Quarto. «Negli anni, le famiglie composte da un solo genitore con figli – sono passate da circa 2 milioni 650mila nel 2011 a oltre 3 milioni 800mila nel 2021, segnando un incremento del 44%. Il 77,6% delle famiglie monogenitoriali è costituita da madri sole con i propri figli». Oggi quindi, secondo una stima prudente, dovremmo avere in Italia oltre 4 milioni di famiglie monogenitoriali. Un aspetto che il report di Save The Children trascura è lo stato civile delle madri sempre più sole e penalizzate, come recita il titolo. Milioni di ragazze-madri, abbandonate sull’altare quindi sole e penalizzate?
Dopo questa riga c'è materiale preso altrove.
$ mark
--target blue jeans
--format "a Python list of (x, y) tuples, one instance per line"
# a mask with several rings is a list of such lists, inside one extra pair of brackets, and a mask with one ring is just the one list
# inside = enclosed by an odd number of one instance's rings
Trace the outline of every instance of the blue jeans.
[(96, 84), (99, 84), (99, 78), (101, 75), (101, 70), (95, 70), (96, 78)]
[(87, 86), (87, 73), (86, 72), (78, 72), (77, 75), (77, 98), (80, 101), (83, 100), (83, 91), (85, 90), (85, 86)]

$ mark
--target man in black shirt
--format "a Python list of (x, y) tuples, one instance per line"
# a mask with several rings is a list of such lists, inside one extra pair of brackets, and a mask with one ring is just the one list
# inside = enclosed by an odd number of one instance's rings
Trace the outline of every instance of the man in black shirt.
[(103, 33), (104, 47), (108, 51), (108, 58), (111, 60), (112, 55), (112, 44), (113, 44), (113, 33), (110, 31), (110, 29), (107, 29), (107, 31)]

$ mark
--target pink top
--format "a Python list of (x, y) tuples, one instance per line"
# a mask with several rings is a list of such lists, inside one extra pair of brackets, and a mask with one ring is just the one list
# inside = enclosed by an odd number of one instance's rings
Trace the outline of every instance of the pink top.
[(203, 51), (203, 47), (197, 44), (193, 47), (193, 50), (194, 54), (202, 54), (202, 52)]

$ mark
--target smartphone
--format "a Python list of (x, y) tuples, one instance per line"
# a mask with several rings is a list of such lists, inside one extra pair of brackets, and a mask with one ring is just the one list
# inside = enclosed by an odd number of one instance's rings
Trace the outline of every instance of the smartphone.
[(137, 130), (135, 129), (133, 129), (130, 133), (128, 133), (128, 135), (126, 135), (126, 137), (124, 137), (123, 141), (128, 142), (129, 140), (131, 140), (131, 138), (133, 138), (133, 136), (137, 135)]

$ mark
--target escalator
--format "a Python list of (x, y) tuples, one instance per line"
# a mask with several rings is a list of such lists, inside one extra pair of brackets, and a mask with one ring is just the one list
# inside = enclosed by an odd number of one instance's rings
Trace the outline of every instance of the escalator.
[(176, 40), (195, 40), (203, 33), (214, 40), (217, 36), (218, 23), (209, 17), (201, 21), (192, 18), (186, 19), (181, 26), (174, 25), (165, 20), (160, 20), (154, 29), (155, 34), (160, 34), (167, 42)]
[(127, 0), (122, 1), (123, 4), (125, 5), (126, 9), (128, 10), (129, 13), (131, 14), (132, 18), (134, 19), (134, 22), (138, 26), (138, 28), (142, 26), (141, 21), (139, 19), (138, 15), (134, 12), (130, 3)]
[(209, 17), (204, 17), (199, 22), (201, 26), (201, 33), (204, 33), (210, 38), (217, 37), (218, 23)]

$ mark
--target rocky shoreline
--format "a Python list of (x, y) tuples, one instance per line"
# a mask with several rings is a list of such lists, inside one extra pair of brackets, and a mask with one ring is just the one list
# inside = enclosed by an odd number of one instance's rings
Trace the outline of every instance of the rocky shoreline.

Non è così, la maggior parte dei nuclei monogenitoriali madre-figli sono costituiti da donne separate o divorziate, alle quali il tribunale assegna l’abitazione familiare in uso gratuito ed un assegno mensile composto da due voci: per l’ex coniuge e per i figli. L’assegno per l’ex coniuge viene meno qualora la donna goda di autonomo reddito più o meno analogo a quello dell’ex marito; quando i redditi sono vistosamente sproporzionati interviene comunque il tribunale a compensare poiché – principio giuridico controverso ma duro a morire – l’uomo deve garantire all’ex moglie lo stesso tenore di vita goduto in costanza di matrimonio. Tale privilegio viene spesso preteso anche dalle donne separate senza figli, ma questo è un altro discorso.
I soliti esclusi.
Poi ci sono le madri vedove, categoria tutt’altro che esigua poiché purtroppo, dati INAIL, oltre 1.000 operai ogni anno perdono la vita lavorando per mantenere la famiglia. Pur con tutto il dolore di vedova ed orfani per il vuoto incolmabile lasciato da chi non tornerà più a casa, l’aspetto economico sembra il meno preoccupante. TFR, pensioni di reversibilità, assicurazioni e indennizzi vari possono allontanare la preoccupazione di mettere la pentola sul fuoco. Infine ci sono le madri VIP che decidono di procreare senza la fastidiosa incombenza di doversi accoppiare con un uomo, tipo Gianna Nannini o Carmen Consoli. Beh, sono scelte che possono permettersi solo fasce di reddito privilegiate; dal punto di vista statistico sono in effetti madri single, ma appare impossibile definirle sempre più sole, penalizzate e a rischio povertà. Interessante la chiosa: «Le madri sole con figli sono attualmente una delle tipologie familiari più esposte al rischio di povertà». Una delle tipologie familiari più esposte… d’accordo, ma le altre quali sono? Il report di Save The Children non le cita, meglio sorvolare altrimenti c’è il rischio che vi sia la necessità di parlare di uomini cassintegrati, licenziati, senza fissa dimora o messi sul lastrico da una separazione.